Y aunque el alcalde quiera alegar que su administración es una fuerte impulsora de la cultura, lo cierto es que el Hay Festival es un evento de talla internacional organizado por el Gobierno del Estado, en tanto que las temporadas de conciertos de la Orquesta Sinfónica de Xalapa (OSX), es trabajo de la Universidad Veracruzana (UV).


Del descontento de los intelectuales xalapeños por el desempeño de la directora del área, Noemí Santa Brito Gómez, ya mejor ni hablar, pues se quedó estancada en los años que vivió en Oaxaca y los festivalitos que organizaba en la Biblioteca Carlos Fuentes.

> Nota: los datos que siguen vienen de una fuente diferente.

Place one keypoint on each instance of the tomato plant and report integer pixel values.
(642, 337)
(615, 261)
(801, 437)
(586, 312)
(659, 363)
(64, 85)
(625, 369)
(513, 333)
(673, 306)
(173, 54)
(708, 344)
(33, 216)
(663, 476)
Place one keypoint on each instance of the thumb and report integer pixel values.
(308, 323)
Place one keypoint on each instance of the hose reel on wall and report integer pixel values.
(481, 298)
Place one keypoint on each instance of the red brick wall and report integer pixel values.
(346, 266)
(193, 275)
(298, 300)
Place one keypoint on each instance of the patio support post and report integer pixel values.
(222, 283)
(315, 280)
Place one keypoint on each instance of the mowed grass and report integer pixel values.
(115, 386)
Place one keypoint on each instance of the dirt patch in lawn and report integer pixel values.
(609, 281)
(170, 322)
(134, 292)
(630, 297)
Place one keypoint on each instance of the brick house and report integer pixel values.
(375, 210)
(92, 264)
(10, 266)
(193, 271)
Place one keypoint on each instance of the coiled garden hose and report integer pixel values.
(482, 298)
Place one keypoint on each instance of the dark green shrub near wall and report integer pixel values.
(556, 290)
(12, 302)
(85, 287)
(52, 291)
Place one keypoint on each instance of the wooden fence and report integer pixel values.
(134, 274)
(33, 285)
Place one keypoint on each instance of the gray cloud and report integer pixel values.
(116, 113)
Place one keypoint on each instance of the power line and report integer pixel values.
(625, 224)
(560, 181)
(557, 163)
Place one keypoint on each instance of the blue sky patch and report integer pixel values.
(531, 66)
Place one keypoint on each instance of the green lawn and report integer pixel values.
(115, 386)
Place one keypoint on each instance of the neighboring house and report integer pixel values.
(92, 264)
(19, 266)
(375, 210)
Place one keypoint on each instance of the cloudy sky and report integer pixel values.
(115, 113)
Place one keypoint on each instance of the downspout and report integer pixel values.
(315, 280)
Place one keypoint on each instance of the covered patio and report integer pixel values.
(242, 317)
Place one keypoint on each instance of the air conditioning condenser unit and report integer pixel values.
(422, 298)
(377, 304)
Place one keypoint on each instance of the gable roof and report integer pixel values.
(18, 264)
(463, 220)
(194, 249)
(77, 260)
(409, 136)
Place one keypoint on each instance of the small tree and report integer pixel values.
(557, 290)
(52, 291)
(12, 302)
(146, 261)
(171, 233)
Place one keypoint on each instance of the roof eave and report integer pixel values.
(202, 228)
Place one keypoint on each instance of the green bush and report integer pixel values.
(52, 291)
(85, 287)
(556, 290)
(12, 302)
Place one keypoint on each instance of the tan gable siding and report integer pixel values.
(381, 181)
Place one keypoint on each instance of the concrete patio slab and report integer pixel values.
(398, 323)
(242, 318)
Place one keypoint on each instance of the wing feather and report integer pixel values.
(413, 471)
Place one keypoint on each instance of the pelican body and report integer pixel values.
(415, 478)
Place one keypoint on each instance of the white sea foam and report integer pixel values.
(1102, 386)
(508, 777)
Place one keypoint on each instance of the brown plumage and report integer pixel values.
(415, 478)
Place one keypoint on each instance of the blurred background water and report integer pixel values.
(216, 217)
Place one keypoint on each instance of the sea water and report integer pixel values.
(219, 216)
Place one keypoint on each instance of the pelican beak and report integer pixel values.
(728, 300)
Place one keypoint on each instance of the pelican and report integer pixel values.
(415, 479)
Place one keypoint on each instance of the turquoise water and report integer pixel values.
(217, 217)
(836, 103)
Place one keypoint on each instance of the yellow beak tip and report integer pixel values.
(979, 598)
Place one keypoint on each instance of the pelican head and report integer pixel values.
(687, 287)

Lo cierto es que el desprecio por la cultura en Xalapa, por su historia, es ya añejo: en tiempos de Armando Méndez de la Luz, en su idea de modernizar las calles de la ciudad, terminó con muchas calles empedradas; empero todo el material terminó una parte de banquetas fuera de las pastelerías de su esposa, como aún se puede apreciar en las que se ubican en la calle de Xalapeños Ilustres.


Monumentos y fuentes fueron removidas durante décadas y terminaron en casas particulares de vaya usted a saber quién.  Un ejemplo más fresco lo tenemos con los bustos del Parque de Los Berros.  Primero tirados entre el monte, enlodados, al final, el Ayuntamiento que encabeza Zúñiga Martínez ya no supo ni dónde quedó la cabeza de Salvador Díaz Mirón.